なのに、その目に見つめられた途端――私の口は、ぺらぺらと事のあらましを話し出していたのだ。
「私が、ディミトリアス王子とヘレナ様に大変なことをしてしまったから――」
あらかた私の説明を聞くと、オベロン王は何がおかしいのかくすりと笑う。
「ほう、それはそれは……。ロビンの奴め、我に黙ってそんな面白――いや、大変なことを仕出かしていたとは……しかし何故、そなたがそんなにしょげているのだ?」
「だって、もしディミトリアス王子が元に戻らなかったら、私のせいでアレクシス王子やヘレナ様に迷惑が……それに、戦争になる可能性だってあります」
「ふぅむ、やはり我らが思うより人間の心は繊細で複雑なようだな。しかしそう気に病むでない、人の娘よ。我も昔は、出来心で幾人もの人間の心を魔法で変えて楽しんでいたものよ」
わぁ、さすがは妖精の王様……。
人間の倫理観なんて全然通用しないんですね!
「いざとなったら我が城に匿ってやろうぞ。我とティターニアの愛し子となれば、人間どももやすやすと手が出せまい。だから、そうしょげるでない、娘よ」
不思議だ。オベロン王の言葉を聞いていると、今の事態をそんなに心配しなくてもいいんじゃないかって気分になってくる。
……いやいや、そんな風じゃダメなんだけどね!?
これは私(とロビン)が仕出かしてしまったこと。だから、私たちがきちんと決着をつけなければ。

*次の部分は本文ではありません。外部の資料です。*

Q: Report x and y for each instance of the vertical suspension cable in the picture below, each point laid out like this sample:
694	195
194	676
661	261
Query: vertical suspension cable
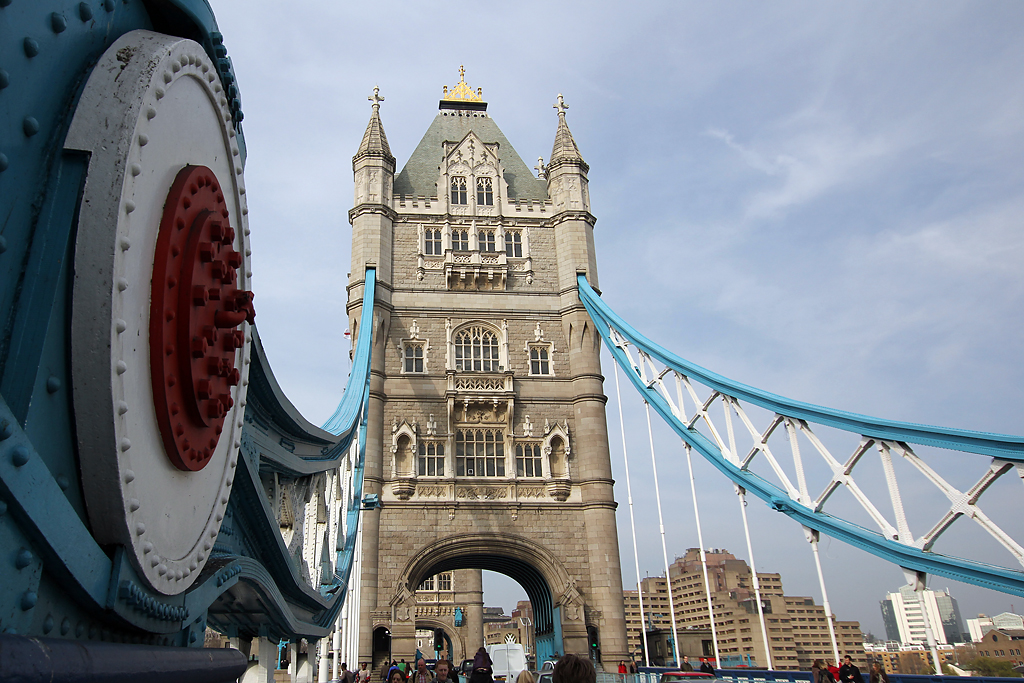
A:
704	557
741	497
665	551
633	526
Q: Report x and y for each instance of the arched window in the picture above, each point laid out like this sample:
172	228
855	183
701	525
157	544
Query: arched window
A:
476	350
459	189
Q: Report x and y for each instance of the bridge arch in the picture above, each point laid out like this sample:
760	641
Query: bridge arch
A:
556	603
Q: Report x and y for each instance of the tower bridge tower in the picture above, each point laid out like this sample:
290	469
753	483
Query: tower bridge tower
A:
486	439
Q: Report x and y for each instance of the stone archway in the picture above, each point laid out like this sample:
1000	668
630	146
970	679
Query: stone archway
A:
558	606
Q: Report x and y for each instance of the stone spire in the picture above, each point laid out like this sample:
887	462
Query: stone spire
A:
374	140
564	150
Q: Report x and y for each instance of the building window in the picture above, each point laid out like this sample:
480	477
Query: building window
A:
527	460
459	189
414	357
431	460
484	194
513	244
479	453
476	350
432	243
539	360
486	239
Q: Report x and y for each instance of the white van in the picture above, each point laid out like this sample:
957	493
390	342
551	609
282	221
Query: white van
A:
507	659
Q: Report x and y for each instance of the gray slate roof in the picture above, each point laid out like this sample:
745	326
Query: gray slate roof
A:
419	177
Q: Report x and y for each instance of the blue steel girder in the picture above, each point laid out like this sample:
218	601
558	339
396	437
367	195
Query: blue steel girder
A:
894	544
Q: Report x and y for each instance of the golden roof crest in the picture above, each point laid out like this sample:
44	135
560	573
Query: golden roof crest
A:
462	92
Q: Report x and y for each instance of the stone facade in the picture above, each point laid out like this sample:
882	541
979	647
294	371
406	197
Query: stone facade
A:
486	434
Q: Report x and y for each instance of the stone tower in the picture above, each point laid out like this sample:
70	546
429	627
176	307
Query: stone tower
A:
486	440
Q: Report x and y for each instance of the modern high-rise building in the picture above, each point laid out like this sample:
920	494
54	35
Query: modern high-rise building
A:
798	630
904	622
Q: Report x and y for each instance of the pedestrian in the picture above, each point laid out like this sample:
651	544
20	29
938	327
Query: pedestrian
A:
422	674
849	673
878	675
441	670
482	668
573	669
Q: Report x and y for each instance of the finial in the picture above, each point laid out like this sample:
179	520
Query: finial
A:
561	105
462	91
376	98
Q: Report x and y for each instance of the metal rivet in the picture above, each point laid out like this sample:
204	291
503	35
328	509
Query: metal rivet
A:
58	23
24	558
19	456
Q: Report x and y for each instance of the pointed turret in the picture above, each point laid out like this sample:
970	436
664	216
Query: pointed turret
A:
564	150
374	140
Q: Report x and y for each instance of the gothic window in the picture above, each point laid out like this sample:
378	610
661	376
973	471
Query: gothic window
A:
431	460
479	453
527	460
476	350
414	357
486	239
432	243
484	194
513	244
540	363
459	189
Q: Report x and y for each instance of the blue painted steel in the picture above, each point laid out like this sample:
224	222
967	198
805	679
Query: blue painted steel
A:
1008	447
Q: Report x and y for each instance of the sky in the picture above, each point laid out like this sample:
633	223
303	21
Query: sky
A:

「お気遣い感謝いたします、オベロン王。ですが、これは私が始末をつけなければならないことです。少し城を騒がせるかもしれませんが、どうかご容赦願います」
そう言って頭を下げると、オベロン王は一歩私の方へと近づいてきた。
妖しげな光をたたえる金の瞳が、すぐ間近に迫ったかと思うと……。
「幸いあれ、娘よ」
そっと私の額に口づけて、オベロン王は風のように消えてしまった。
はっと我に返った私は、じわじわと熱を持ち始めた頬を手で抑える。
うぅ……さすがは妖精の王様ですね。
なんて言うか、気を抜けばすぐにでも魅入られそうになりそうで危ない危ない……。
でも、オベロン王が励まして(?)くれたおかげで少し元気が出てきた。
……よし! 解毒薬の材料は揃ったからあと少し。
待っててください、ディミトリアス王子! ヘレナ様!
「アデリーナさま、調合の準備ができたみたいだよ!」
「ありがと、ロビン。今行くわ」
呼びに来たロビンを斥候として使い、私はディミトリアス王子に遭遇しないように気を付けながら、何とか調合部屋までたどり着けたのだった。